Which input tools in which browser and browser version on which operating system have been used?

In Malayalam Unicode there is a character called Chillu. (ൺ,ൻ,ർ,ൽ,ൾ) are the chillu in Malayalam.

Now the problem,

according to Unicode encoding these chillu can be created by two ways. The Malayalam Unicode table (enwiki) says

  • ൺ -> 0d7a,
  • ൻ -> 0d7b,
  • ർ -> d7c,
  • ൽ ->0d7d,
  • ൾ ->0d7e,
  • ൿ -> 0d7f

are chillu. These are called atomic chillu.

But there is another way to create a chillu like

ന+്+zwj -> 0d28+0d4d+200D. That is [na ന]+[virāma ്]+[ZWJ].

The last thing is called Zero Width Joiner aka ZWJ (Unicode website).

image.png (156×178 px, 4 KB)

So we can represent a single character in two different ways, aka two different letter sequence in Malayalam. And we are trying to avoid that. Because this cause a big problem with search and hyperlinks.

To resolve this problem there was a fix introduced in Mediawiki called $wgFixMalayalamUnicode. If this set as true then all the chillu created by ZWJ will be replaced by the single character chillu (atomic chillu) on save of a page in mediawiki.

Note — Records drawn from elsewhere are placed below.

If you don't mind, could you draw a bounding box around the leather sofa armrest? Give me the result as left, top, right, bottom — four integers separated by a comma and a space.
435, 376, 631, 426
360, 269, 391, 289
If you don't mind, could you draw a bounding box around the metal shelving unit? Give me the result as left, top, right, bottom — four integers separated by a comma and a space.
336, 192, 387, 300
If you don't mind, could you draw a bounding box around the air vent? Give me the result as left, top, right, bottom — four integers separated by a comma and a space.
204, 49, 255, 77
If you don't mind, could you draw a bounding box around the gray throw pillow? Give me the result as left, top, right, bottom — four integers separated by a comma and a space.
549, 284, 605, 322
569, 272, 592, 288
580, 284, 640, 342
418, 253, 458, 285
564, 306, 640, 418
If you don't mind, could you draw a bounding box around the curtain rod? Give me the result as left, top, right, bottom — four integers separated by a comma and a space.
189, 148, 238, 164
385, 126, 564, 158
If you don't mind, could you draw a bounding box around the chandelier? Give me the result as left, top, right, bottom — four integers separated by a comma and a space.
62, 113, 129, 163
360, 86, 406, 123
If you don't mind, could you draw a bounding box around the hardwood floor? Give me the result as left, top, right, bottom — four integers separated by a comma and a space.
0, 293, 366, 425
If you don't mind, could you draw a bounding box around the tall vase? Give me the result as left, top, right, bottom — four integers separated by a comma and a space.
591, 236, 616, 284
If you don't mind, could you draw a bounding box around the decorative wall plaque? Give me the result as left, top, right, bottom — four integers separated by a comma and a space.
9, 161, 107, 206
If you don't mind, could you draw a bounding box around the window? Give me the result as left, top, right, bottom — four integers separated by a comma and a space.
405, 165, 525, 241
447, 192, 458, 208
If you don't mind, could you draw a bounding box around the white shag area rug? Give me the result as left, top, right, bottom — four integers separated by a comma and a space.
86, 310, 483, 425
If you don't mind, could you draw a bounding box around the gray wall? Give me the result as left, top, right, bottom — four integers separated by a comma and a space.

This is happening in Malayalam wikipedia and not happening in Wikidata. So there is a good mix of ZWJ chillu and Atomic chillu in Wikidata.

What may be the solution

Enable the $wgFixMalayalamUnicode in Mediawiki used in Wikidata. (But $wgFixMalayalamUnicode is depricated. The release note of 1.35 says it is true by default.)
Do a simple edit on all pages which uses ZWJ Chillu in Wikidata.

Now Wikidata is not converting ZWJ chillu to Atomic chillu. This may be happening because the default langauge of Mediawiki using in Wikidata is not Malayalam. But we need to set $wgFixMalayalamUnicode to true. So How to resolve this problem?

Also there is a thing called $wgAllUnicodeFixes . But this thing will do the fixes for all languages. If this set to true in Mediawiki used by Wikidata then the problem may be solved. @santhosh can you look into this problem?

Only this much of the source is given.